The story of the techy, nineties club-inspired, sports-cum-ready-to-wear brand Maria ke Fisherman (ke means “and” in Greek) is more romantic than most. It began at an after-party in Madrid. “We realized we could do something big together,” recalled Victor Alonso, the street-art-educated, fashion self-trained half of the design duo, of his late-night introduction to his Badajoz, Spain-raised partner, Maria Lemus. Soon after, the pair moved to Greece together—Thessaloniki, to be exact—with no real plan other than to live as “complete unknowns.”

“It was an existential exploration,” explained Alonso, who had just finished a degree in environmental science at the time. “We needed some time to think about how we could contribute to the world.”

During visits to Crete, Lemus fell in love with an elderly fisherman. “He was lonely and melancholic and always wore a red geranium behind his ear,” said Alonso. Lemus began scribbling “Maria ke fisherman” again and again on the nautical tablecloth of their local bar; the pair also started sketching early designs.


Eventually, they came to their own brand of futuristic, primary-colored separates that debuted for Spring ’11 in Madrid. “Our work is a product of our lives. The design is within ourselves and is nourished by our experiences. It usually comes as a surprise, as an explosion, until it becomes our obsession,” the two said of their Madrid-based design process. They looked to cyberpunk, nineties Spanish techno culture, and neo-yakuza movies for the past Spring ’14 collection, which featured zipper and mesh-lined sweatsuits and separates.

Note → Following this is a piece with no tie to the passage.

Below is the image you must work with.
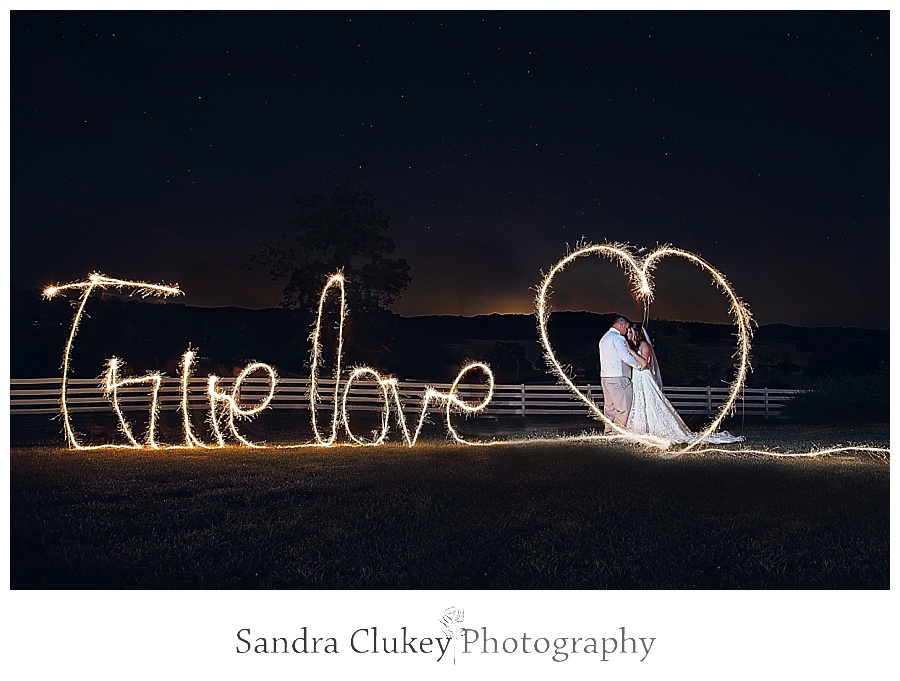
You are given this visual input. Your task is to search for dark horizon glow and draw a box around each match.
[10,11,890,328]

Their Fall ’14 range—which they will show at New York’s Standard Hotel with the help of Made Talent on February 12—will be softer than what we’ve seen in the past. “After our last two collections, in which sharp styles, flat surfaces, and futuristic concepts were predominant, we drew a collection with classical intentions and rounded silhouettes,” they asserted. But it isn’t all a diversion. “We haven’t given up our logo mania nor the idea of designing clothes that make you feel really special,” explained the pair of the outing, a preview of which debuts above. For instance, there will be slack seams made of custom, pastel-toned 3-D synthetic hair that the duo brought over from Korea. “Embroidered optic white denim will accentuate the figure and bring out a magical sharpness against the blurred hair,” they said.

The forthcoming range caters to “a very shy girl having her best day.” Lemus and Alonso mention Japanese actress and model Kiko Mizuhara as a new muse. “Our aesthetic is toy, bold, mogul, sweet, future-is-now,” they offered. No doubt, these looks would bring out the bold in anyone.